ZeApelido
Active Member
Doesn't back propagation have the effect of turning any involved layers into a monolith? I'm seeing this as a case of a 'perception' network being nothing more than a starting point for the overall system's training. That is, after its initial training, nothing is going to require that the perception network deliver stop signs and lane lines. Those signals will be tweaked and tuned by the back propagation until the ultimate output - control - is optimized.
Tesla could
1) Do everything from scratch in a totally new architecture
2) Do an end-to-end architecture that incorporates some of the previous module architectures, but retrain the weights from scratch
3) Do an end-to-end that incorporates some of the previous module architectures, and initializes training using their initial weights.

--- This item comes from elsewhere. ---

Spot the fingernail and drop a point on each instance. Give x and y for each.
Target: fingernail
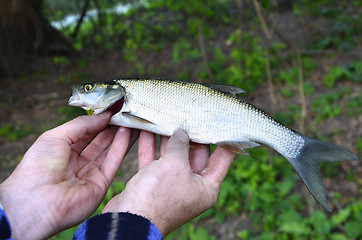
(182, 136)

My guess is they are doing #3 at least wrt to the perception stack. They will lop the core layers of that thing into their V12 architecture. They will probably cut of a few of the last layers (which are usually used for the final classification / regression outputs) so they *won't* have explicit output or backprop on things like object detection, segmentation, kinematics, etc... but they will start with the same weights for the layers that do the heavy lifting of perception.
When they train, they can choose to allow those weights to still be updated, or they can freeze them if they so choose. I have no idea what they are doing now, but ultimately I would think you would want to unfreeze them to allow the model to find more robust modeling of all the nuances found in real data.
So working up to V12 via V9, V10, and V11 is not a lost cause. Some of those models can be incorporated into V12 and in weight-initialization, which can dramatically speed up training time. And if not that, they are still useful for training debugging outputs like visualizations.